MCLA is committed to providing equal access to employment and educational opportunities for otherwise qualified persons with disabilities.  The College recognizes that individuals with disabilities may need reasonable accommodations to have equally effective opportunities to participate in or benefit from educational programs, services, activities and employment.

a.       Individual with a Disability. An individual with a disability is a person who has a physical or mental impairment that substantially limits one or more major life activities, has a record of such an impairment, or is regarded as having such an impairment. Major life activities are activities that an average person can perform with little or no difficulty such as walking, breathing, seeing, hearing, speaking, learning, and working.

b.      Qualified Individual with a Disability.  A qualified student with a disability is someone who possesses the skills necessary to complete the essential academic requirements of a course and/or degree program, with or without reasonable accommodation.  The essential academic requirements of a course and/or degree program are the knowledge and skills that must be acquired and demonstrated in order for a student to successfully meet the learning objectives of the course or degree program.

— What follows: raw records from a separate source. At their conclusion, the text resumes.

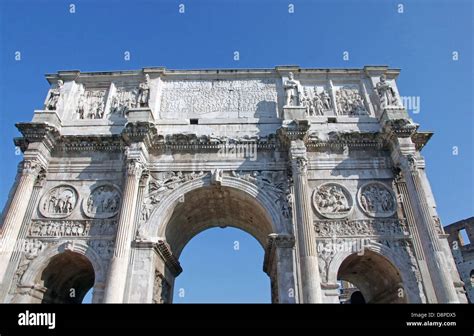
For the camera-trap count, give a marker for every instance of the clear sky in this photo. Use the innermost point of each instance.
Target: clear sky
(420, 41)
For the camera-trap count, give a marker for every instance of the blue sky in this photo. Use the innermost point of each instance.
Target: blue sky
(420, 41)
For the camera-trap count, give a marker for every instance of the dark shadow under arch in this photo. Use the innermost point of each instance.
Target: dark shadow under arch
(375, 276)
(67, 278)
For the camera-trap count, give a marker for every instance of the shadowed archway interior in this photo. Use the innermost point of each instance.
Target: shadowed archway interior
(377, 278)
(216, 206)
(67, 278)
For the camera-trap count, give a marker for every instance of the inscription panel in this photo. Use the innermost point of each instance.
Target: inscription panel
(182, 99)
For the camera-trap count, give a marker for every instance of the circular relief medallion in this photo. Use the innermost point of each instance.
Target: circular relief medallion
(332, 200)
(59, 202)
(377, 200)
(103, 202)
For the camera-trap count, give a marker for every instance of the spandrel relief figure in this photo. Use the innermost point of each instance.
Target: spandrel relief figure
(144, 92)
(103, 202)
(292, 91)
(332, 201)
(54, 96)
(58, 202)
(386, 93)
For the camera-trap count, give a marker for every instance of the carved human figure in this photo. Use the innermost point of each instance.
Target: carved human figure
(292, 89)
(54, 96)
(81, 107)
(331, 199)
(144, 92)
(376, 199)
(318, 103)
(326, 98)
(385, 92)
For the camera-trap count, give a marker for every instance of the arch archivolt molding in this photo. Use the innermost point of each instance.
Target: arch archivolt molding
(165, 191)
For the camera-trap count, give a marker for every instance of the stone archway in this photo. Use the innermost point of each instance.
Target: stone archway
(202, 204)
(67, 278)
(377, 279)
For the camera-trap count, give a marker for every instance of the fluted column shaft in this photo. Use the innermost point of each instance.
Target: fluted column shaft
(438, 266)
(117, 275)
(16, 212)
(309, 270)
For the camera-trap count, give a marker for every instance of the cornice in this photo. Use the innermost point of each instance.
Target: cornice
(36, 132)
(107, 143)
(340, 140)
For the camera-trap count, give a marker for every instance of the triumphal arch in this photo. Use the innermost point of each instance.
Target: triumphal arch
(322, 166)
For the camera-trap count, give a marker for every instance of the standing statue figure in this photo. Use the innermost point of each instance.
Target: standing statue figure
(144, 92)
(54, 96)
(326, 100)
(292, 88)
(385, 92)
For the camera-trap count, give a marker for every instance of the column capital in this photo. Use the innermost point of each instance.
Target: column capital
(135, 167)
(140, 131)
(30, 167)
(294, 130)
(37, 132)
(298, 156)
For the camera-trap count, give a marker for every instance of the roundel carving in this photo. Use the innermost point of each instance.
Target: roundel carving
(332, 200)
(103, 202)
(59, 201)
(377, 200)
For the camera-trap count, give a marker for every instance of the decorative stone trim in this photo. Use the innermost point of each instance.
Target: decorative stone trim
(396, 228)
(170, 260)
(377, 200)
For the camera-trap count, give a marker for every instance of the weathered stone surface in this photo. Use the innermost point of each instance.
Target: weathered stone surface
(321, 166)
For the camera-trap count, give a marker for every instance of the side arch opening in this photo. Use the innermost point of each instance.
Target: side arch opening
(67, 278)
(373, 279)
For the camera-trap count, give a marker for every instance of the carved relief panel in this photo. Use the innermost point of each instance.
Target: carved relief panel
(350, 100)
(103, 202)
(377, 200)
(316, 99)
(91, 103)
(332, 200)
(59, 202)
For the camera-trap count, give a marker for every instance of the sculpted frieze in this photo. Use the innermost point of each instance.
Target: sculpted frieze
(72, 228)
(332, 200)
(103, 202)
(161, 185)
(349, 102)
(364, 227)
(91, 104)
(104, 248)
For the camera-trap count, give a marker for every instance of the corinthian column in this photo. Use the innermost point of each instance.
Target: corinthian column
(308, 258)
(29, 170)
(438, 265)
(117, 276)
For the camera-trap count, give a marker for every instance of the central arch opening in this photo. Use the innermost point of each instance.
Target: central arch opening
(216, 251)
(222, 266)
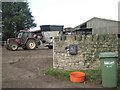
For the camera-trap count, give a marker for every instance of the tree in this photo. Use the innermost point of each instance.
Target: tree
(15, 16)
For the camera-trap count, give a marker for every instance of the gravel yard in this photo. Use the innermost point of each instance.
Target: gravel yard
(26, 69)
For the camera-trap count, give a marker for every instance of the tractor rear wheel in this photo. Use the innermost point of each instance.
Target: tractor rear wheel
(31, 44)
(13, 46)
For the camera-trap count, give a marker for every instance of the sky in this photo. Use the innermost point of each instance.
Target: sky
(71, 13)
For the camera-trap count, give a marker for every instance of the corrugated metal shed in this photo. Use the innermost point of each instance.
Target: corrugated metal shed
(100, 26)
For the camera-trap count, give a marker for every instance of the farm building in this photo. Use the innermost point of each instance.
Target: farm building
(97, 26)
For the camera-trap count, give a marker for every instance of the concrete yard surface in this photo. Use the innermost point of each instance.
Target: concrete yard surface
(26, 69)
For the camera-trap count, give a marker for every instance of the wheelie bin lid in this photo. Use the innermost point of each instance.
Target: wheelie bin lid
(108, 55)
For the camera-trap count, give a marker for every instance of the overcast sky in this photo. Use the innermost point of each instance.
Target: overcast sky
(71, 13)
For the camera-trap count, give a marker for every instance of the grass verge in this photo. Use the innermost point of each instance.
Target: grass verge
(91, 74)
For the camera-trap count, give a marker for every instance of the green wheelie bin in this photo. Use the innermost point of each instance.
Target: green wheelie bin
(109, 68)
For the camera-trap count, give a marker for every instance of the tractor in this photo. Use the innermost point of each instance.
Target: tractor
(25, 39)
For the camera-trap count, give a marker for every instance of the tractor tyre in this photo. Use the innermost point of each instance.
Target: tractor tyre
(50, 46)
(13, 46)
(31, 44)
(24, 48)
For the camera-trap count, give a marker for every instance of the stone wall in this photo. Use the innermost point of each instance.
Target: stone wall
(88, 49)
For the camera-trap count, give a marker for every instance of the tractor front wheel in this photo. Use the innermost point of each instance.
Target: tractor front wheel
(13, 46)
(31, 44)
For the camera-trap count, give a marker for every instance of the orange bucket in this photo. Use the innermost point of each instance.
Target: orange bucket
(77, 76)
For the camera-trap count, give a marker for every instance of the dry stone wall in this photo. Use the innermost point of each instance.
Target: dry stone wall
(88, 49)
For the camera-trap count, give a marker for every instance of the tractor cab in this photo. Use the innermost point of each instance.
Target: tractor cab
(25, 39)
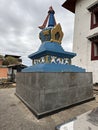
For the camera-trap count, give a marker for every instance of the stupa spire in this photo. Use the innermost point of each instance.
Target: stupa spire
(50, 19)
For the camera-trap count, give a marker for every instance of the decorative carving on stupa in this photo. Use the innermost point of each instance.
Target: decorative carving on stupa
(51, 56)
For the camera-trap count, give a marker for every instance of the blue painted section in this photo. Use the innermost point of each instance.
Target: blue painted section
(53, 49)
(51, 22)
(53, 68)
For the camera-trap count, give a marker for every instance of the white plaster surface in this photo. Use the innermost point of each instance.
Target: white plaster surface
(81, 45)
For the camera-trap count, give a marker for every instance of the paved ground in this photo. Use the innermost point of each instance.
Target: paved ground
(14, 115)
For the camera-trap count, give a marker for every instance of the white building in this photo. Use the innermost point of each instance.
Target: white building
(85, 42)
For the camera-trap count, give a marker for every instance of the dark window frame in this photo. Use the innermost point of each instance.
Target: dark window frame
(94, 18)
(93, 49)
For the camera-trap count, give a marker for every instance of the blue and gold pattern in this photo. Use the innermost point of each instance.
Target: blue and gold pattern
(50, 56)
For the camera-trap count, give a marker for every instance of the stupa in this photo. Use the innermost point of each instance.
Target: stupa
(52, 84)
(51, 57)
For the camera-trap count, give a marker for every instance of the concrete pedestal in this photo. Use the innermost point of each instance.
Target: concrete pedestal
(45, 93)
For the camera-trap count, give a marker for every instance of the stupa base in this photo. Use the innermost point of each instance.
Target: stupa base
(48, 93)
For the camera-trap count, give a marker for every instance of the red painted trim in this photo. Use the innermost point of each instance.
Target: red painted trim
(92, 52)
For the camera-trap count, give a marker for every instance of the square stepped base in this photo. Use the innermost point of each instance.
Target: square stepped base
(47, 93)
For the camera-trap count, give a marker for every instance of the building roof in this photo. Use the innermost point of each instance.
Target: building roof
(70, 5)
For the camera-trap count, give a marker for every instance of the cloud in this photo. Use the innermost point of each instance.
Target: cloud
(19, 21)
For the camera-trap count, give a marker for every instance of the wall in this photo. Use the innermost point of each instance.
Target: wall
(81, 45)
(3, 72)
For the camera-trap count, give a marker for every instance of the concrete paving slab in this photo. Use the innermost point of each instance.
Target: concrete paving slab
(14, 115)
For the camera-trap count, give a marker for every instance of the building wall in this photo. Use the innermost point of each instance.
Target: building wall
(81, 45)
(1, 61)
(3, 72)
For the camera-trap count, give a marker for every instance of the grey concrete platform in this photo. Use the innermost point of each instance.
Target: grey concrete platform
(50, 92)
(14, 115)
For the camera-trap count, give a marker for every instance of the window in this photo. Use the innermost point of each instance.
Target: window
(94, 14)
(94, 46)
(94, 19)
(94, 51)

c.       Reasonable Accommodation.  Modifications or adjustments to an application process, job, work environment, the way in which work is customarily performed, or a course of study that permits a qualified individual with a disability to perform the essential functions of a position or to enjoy the benefits and privileges of employment or education equally with persons without disabilities. Reasonable accommodations in education may include, but are not limited to:  in-class aids, such as note takers; extended time for examination; quiet rooms or alternate locations for testing; alternatively formatted testing; alternatively formatted textbooks and other course materials; and/or access to assistive technology.  Possible course reductions or substitutions on the basis of a disability will be carefully evaluated.  Students with disabilities must meet the essential requirements of all academic degree programs.

 

Any student of the College seeking reasonable accommodation for a disability may contact the Director of Learning Services for more information.

 

3.      Grievance Procedures

MCLA has established complaint procedures to help resolve claims and complaints of discrimination, discriminatory harassment, and retaliation on our campus.  These procedures will also specifically address claims and complaints of sexual harassment and failure to accommodate or to provide appropriate auxiliary aids and academic adjustments for a person with disabilities as prescribed by the ADA, the Rehabilitation Act, and Massachusetts General Laws Chapters 151B and 151C.  The Discrimination Complaint Procedures serve as a system of review and resolution for both informal claims and formal complaints of discrimination, discriminatory and sexual harassment and retaliation on any of the above-mentioned protected bases.  Any applicant for employment or admission, or any other member of the College community who believes that he or she has been a victim of discrimination or harassment may initiate an informal claim or formal complaint as outlined in the Discrimination Complaint Procedures, the full text of which is located on the College's website and in the Affirmative Action/Equal Opportunity/Diversity Plan.  Further advice or information may be obtained by contacting the Student Affairs Division Office or other Student Affairs staff or the Affirmative Action Officer (located in Mark Hopkins Hall).